Amatorski pomysł na monitoring ciała
Chipa wszyty pod skórę - nie nam oceniać rozumność tej operacji. Niemniej to dość ciekawe, że są ludzie tacy jak tzw, „biohaker” Tim Cannon, którzy zaszywają sobie pod skórą ramienia chip z komputera Circadia 1.0, wielkości aparatu telefonicznego.

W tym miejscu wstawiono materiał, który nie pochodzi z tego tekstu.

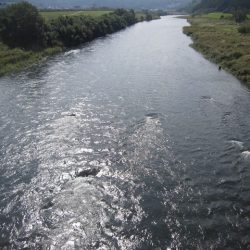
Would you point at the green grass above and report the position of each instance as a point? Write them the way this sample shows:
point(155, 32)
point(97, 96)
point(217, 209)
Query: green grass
point(219, 15)
point(220, 41)
point(13, 60)
point(55, 14)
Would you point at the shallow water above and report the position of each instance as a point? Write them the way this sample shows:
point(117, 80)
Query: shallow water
point(133, 141)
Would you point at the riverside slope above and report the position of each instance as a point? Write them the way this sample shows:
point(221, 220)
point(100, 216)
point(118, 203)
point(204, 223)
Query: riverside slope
point(133, 141)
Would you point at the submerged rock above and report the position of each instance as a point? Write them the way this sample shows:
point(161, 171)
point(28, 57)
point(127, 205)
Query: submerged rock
point(87, 172)
point(47, 204)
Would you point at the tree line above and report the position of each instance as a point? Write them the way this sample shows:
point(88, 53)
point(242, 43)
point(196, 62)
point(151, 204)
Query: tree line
point(22, 26)
point(222, 5)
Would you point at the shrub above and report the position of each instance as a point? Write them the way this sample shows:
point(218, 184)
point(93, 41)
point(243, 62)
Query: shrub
point(244, 28)
point(22, 26)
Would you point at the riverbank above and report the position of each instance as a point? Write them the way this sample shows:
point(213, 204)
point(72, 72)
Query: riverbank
point(14, 60)
point(63, 31)
point(221, 42)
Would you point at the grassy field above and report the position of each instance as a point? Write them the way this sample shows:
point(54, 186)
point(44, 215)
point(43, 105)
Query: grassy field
point(13, 60)
point(54, 14)
point(220, 41)
point(220, 15)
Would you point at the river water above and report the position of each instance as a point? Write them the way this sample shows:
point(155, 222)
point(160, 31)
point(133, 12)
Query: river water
point(133, 141)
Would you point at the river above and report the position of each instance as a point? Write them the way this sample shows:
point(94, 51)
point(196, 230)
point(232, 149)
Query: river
point(133, 141)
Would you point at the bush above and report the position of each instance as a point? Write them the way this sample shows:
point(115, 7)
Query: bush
point(244, 28)
point(22, 26)
point(239, 16)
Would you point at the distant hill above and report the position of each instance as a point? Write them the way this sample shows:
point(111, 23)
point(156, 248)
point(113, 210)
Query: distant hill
point(222, 5)
point(137, 4)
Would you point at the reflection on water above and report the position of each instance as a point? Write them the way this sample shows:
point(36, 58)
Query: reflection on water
point(134, 141)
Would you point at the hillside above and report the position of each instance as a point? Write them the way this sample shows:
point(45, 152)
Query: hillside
point(222, 5)
point(137, 4)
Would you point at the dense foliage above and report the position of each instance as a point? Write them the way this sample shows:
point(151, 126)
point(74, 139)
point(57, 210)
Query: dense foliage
point(222, 5)
point(22, 26)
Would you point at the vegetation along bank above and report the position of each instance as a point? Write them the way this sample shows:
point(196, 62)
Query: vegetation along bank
point(224, 39)
point(27, 35)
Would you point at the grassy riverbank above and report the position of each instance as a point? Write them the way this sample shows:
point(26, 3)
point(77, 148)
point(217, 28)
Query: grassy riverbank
point(48, 15)
point(220, 41)
point(13, 60)
point(23, 44)
point(55, 31)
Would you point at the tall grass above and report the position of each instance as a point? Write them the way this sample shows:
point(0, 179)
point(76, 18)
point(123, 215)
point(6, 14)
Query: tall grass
point(220, 41)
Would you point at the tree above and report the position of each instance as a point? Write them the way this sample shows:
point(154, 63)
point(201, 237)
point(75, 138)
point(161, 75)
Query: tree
point(21, 25)
point(239, 16)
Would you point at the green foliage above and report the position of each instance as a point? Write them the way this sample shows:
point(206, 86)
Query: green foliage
point(220, 41)
point(22, 26)
point(244, 28)
point(71, 31)
point(221, 5)
point(48, 15)
point(239, 16)
point(13, 60)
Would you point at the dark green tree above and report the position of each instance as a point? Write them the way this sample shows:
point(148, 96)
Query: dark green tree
point(239, 16)
point(22, 26)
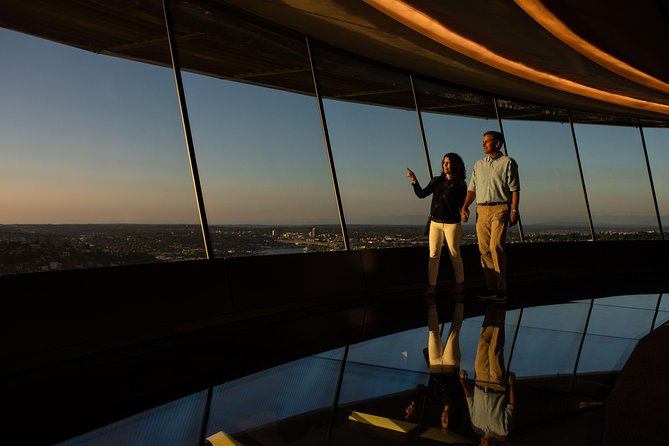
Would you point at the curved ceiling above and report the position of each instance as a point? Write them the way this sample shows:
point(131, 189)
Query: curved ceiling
point(594, 57)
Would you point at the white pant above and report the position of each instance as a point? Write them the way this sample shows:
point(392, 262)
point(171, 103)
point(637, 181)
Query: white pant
point(444, 358)
point(452, 234)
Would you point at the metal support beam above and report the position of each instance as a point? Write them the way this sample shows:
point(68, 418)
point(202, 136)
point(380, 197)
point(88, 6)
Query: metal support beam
point(513, 342)
point(650, 179)
point(580, 172)
point(204, 424)
point(420, 126)
point(335, 403)
point(176, 69)
point(657, 309)
point(578, 355)
point(328, 147)
point(501, 130)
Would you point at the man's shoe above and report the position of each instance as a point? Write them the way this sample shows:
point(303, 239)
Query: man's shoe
point(493, 296)
point(430, 295)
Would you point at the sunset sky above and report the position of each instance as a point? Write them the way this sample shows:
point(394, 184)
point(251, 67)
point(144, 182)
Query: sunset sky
point(89, 138)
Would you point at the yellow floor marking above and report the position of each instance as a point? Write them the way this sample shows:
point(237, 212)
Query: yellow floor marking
point(449, 437)
point(386, 423)
point(221, 439)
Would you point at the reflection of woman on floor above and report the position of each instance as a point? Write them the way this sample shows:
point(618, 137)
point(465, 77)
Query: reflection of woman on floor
point(444, 365)
point(490, 408)
point(448, 192)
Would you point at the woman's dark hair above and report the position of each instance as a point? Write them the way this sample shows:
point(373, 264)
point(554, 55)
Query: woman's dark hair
point(458, 170)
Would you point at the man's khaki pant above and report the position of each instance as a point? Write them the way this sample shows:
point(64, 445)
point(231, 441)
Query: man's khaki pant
point(491, 225)
point(489, 362)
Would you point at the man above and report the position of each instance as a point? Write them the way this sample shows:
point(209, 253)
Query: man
point(490, 401)
point(495, 186)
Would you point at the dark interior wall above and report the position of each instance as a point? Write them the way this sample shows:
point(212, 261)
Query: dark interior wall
point(80, 349)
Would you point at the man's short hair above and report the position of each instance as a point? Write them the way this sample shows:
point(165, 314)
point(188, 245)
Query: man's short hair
point(495, 134)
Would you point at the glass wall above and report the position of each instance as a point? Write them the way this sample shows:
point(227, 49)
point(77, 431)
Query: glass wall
point(95, 162)
point(657, 144)
point(617, 182)
point(447, 133)
point(264, 171)
point(552, 203)
point(372, 147)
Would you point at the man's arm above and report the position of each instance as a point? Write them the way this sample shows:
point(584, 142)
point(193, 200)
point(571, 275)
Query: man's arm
point(512, 389)
point(464, 212)
point(515, 202)
point(466, 387)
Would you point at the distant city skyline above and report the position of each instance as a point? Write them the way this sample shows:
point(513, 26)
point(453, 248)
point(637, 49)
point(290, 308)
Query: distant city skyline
point(89, 138)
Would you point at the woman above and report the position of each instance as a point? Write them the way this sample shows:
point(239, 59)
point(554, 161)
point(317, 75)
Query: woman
point(448, 192)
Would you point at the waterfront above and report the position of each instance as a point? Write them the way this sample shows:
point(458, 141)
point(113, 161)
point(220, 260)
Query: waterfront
point(41, 248)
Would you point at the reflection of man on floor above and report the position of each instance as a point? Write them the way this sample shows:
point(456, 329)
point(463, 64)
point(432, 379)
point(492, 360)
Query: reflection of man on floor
point(490, 408)
point(444, 365)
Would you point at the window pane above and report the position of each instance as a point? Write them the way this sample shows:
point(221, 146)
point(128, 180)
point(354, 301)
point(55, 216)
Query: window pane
point(94, 141)
point(263, 165)
point(265, 174)
point(617, 182)
point(176, 423)
point(372, 147)
point(447, 133)
point(552, 203)
point(658, 158)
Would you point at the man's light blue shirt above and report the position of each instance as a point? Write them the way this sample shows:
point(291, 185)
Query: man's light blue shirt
point(494, 179)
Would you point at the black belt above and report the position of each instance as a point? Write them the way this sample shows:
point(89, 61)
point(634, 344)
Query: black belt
point(493, 203)
point(490, 390)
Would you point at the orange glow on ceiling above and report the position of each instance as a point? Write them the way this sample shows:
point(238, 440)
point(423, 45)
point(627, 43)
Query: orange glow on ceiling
point(431, 28)
point(536, 10)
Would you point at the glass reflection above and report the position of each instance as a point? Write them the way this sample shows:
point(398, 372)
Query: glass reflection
point(491, 397)
point(442, 397)
point(616, 178)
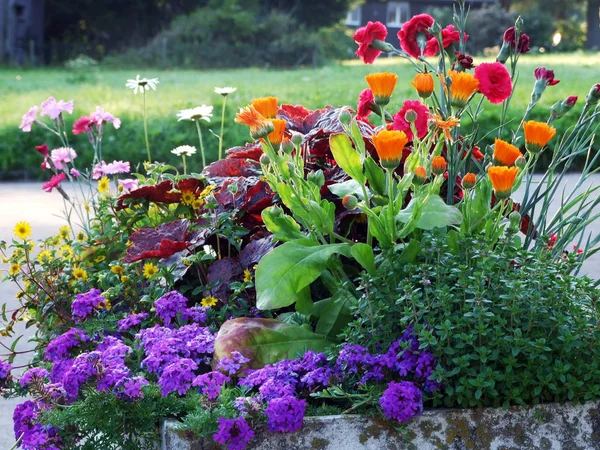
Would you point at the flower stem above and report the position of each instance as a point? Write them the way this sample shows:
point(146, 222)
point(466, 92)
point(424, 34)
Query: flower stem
point(201, 143)
point(146, 129)
point(222, 127)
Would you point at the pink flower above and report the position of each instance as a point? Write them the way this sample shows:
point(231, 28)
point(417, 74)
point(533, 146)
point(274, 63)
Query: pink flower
point(494, 81)
point(101, 116)
point(449, 37)
point(82, 125)
point(541, 73)
point(365, 36)
point(129, 184)
point(365, 101)
point(28, 119)
point(422, 112)
point(413, 35)
point(61, 156)
point(53, 108)
point(54, 182)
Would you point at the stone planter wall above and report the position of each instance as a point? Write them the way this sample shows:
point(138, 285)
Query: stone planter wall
point(547, 427)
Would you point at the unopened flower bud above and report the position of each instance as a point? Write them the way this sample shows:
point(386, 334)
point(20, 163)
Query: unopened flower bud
point(350, 202)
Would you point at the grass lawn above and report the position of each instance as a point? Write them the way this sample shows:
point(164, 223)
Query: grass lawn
point(336, 84)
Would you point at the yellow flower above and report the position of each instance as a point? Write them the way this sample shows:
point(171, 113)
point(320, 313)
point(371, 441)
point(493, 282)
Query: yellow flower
point(389, 146)
point(207, 302)
point(14, 269)
point(103, 185)
point(382, 85)
point(22, 230)
point(247, 276)
point(79, 273)
point(150, 270)
point(537, 135)
point(66, 252)
point(117, 270)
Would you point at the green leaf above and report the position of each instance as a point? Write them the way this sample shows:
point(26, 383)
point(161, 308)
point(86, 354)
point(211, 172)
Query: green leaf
point(434, 213)
point(346, 157)
point(286, 270)
point(266, 341)
point(363, 254)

Urządzenie, spełniające funkcje sensora równych parametrów ciała „nosiciela”, jest ładowane bezprzewodowo i przez Bluetooth transmituje zebrane dane do urządzenia mobilnego opartego na systemie Android. Cannon cieszy się, że będzie teraz od razu wiedział, że „łapie gorączkę”. Co więcej sensor ma wykryć przyczyny podwyższonej temperatury ciała.
Warto dodać, że „biohaker” wszył sobie opracowany przez siebie czujnik samodzielnie (tzn. dokładnie – kolega mu wszył), bez wiedzy lekarzy i nawet bez znieczulenia, jak twierdzi. Spodziewa się w przyszłości na swoim „systemie monitoringu medycznego” zarabiać. Póki jednak, lekarze się nie wypowiedzą, radzimy nie próbować tego w domu.